Vernon Subutex 1 is a novel about music and musical ephemera, to be sure, but it’s also about aging and the rise of reactionary politics. This is tied up somewhat in questions of class: both in the anti-establishment working class motif out of which a lot of music is born and via the way several of the novel’s characters have found themselves living middle-class lives as they settle into middle age. Having the spending power to collect musical ephemera (and the space to store it) implies a certain socieconomic background — one that’s become more politically charged in recent years, with the rise of right-wing populist movements lining up with nativist rhetoric playing on middle-class insecurities. Vernon himself is something of a misanthrope, but compared to the nativist rhetoric some of the other characters he encounters utilize, he ends up coming off more and more likable by comparison. The way that so many of Vernon’s old friends have shifted their politics to the right is one of the novel’s more alarming motifs, and it goes hand in hand with the novel’s take on social media. 

“The internet has created a parallel space-time continuum where history is written hypnotically at a speed much too frantic to allow the heart to introduce an element of nostalgia,” Despentes writes a little less than halfway into the novel. Despentes is far too savvy to create an overly simplistic “physical media good, digital media bad” dialectic here: Vernon ponders how the internet effectively put his shop out of business, but also allowed him to make a tidy profit from his leftover inventory on eBay. And the ubiquity of Facebook allows him to remain in communication with numerous old associates once he’s evicted. But Despentes is also aware of the downside of the growth of the internet as a common space:  the juxtaposition of the internet’s rise with the rise of reactionary politics within the book’s narrative is hard to ignore. Also hard to ignore: the fact that this novel is essentially about paring away all of the accumulated stuff of a life, as a middle-aged man with skills eminently rooted in an era whose best days are behind it faces an uncertain future. There’s a tension throughout Vernon Subutex 1, in that its title character is at once central to the narrative and increasingly irrelevant to the novel’s universe.
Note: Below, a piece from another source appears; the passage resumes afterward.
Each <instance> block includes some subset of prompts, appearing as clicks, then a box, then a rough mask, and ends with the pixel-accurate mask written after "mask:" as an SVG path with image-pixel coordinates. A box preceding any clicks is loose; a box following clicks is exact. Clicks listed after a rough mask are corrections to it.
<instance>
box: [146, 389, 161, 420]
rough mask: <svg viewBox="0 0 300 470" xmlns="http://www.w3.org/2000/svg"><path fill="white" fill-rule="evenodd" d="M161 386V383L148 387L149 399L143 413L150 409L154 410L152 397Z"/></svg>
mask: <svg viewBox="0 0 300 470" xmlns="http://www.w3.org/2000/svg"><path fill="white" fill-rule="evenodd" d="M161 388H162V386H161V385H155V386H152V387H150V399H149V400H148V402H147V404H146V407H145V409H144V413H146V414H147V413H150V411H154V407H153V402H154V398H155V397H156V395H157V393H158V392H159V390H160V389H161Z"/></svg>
It’s the kind of paradox expansive fiction like this can raise and grapple with better than almost any other art form. 


Vernon Subutex 1 takes a largely cynical stance throughout — though it leads to a climax that’s anything but. As for the other novels alluded to earlier, they each carve out their own space. A Song For a New Day is more idealistic, even as it grapples with the question of whether a government that wants to outlaw live music is preferable to an all-consuming corporation that simply wants to control it. And Doxology grapples with some of the same questions as Vernon Subutex 1 — namely, about life in the absence of a magnetic and talented musical presence — but is set in a milieu of characters who are more well-positioned to make a living outside of the music industry. If the three-band bill is a kind of platonic ideal for a punk show, these three novels serve as the literary equivalent of just that. 

It’s also no coincidence that all three of these books deal in some way with generational shifts within music — or, more broadly, aging in a milieu where youth is lauded. But all of them also tie in the dovetailing of technological advances with corporate control with reactionary politics — whether that’s in the early-’00s setting of Zink’s novel, the near-future setting of Pinsker’s, or the present-day setting of Despentes’s. Does music lose some of its revolutionary potential when you strip away the physical elements that accompany it? And might that be the difference between holding off some elements of political oppression? Vernon Subutex 1 offers no definitive answers, but the points it makes along the way are chilling enough on their own.